What was the point of this post, again?

Burnout. Riiiiight.

A lot of people recommend freewriting as a solution to writing burnout. Let your mind wander and pen roam free, they say, from that other side of the fence where the grass is just oh-so-green.

But get this and make no mistake about it: I’m a perfectionist, and freewriting stresses me out.

I want things to be good. I especially want things I make to be good. I want to make things so good that even though I think they suck people come up to me on the street and tell me that they were profoundly impacted by something I wrote.

I know that’s not the point of freewriting, but in all honesty, it’s not something that just going to put a whole lot back into the tank. I have an extensive back catalog of ideas that are just begging to be written, and it feels like a betrayal to put them on the shelf for that much longer, just to work on something that shouldn’t ever amount to anything.

Apparently, there’s a third problem, one that I’m only just now realizing as I write this piece: tonal inconsistency.
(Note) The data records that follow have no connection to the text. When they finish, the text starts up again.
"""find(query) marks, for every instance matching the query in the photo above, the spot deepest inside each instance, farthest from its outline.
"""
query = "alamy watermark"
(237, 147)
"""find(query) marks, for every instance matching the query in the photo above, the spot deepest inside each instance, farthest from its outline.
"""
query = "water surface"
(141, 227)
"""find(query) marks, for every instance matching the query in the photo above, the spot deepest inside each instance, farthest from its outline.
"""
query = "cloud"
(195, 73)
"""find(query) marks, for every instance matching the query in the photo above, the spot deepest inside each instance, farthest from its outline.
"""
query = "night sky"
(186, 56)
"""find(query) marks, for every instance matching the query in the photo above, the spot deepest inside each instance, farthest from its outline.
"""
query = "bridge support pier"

I’m sure what exactly I was doing at the start of this piece, but I’m pretty sure that what I’m writing now is quite different in tone.
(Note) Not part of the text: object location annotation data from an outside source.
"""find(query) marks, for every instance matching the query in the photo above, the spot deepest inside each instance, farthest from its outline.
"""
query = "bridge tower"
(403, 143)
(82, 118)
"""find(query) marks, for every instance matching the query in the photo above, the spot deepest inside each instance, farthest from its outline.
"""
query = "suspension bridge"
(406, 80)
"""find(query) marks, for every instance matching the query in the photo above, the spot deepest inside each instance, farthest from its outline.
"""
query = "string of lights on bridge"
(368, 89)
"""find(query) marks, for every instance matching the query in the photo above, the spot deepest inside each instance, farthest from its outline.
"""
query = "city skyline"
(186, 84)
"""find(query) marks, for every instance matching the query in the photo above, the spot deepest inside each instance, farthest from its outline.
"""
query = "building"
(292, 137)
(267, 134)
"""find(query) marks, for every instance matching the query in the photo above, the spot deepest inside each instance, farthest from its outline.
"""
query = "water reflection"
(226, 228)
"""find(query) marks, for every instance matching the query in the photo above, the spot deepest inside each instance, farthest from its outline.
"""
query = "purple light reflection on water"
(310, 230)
Sure, there’s a steady sense of resignation that pervades the piece, but now I’m not taking myself or the blog nearly as seriously as I probably ought to.


Conclusion, written the morning of the 28th.

Upon reflection, I’ve realized that there’s a great irony to this piece. I remember a time when I first started writing seriously and squeaking out 100 words made me feel like my soul was going to explode. There was one day where I wrote 250 words and felt like I had elevated to a new plane of existence. There’s no feeling quite like having a day so productive that it breaks your model of what a productive day looks like.

So how do I, you, or anyone improve at this?

It’s hard to say on one side, and easy on the other.

I can write this blog, which is 1000 words 5 times a week because I participated in National Novel Writing Month, which required 1667 words 7 times a week for 30 days. While I did burn myself out at times during that stretch, I also had days where I wrote more than 2000 words, with my all-time high of 2502 words coming on the 26th day of the challenge.

It requires patience, something I’m increasingly realizing I need to develop. The best way to grow in my ability to write is to write often, and stretch myself just a bit beyond the comfortable.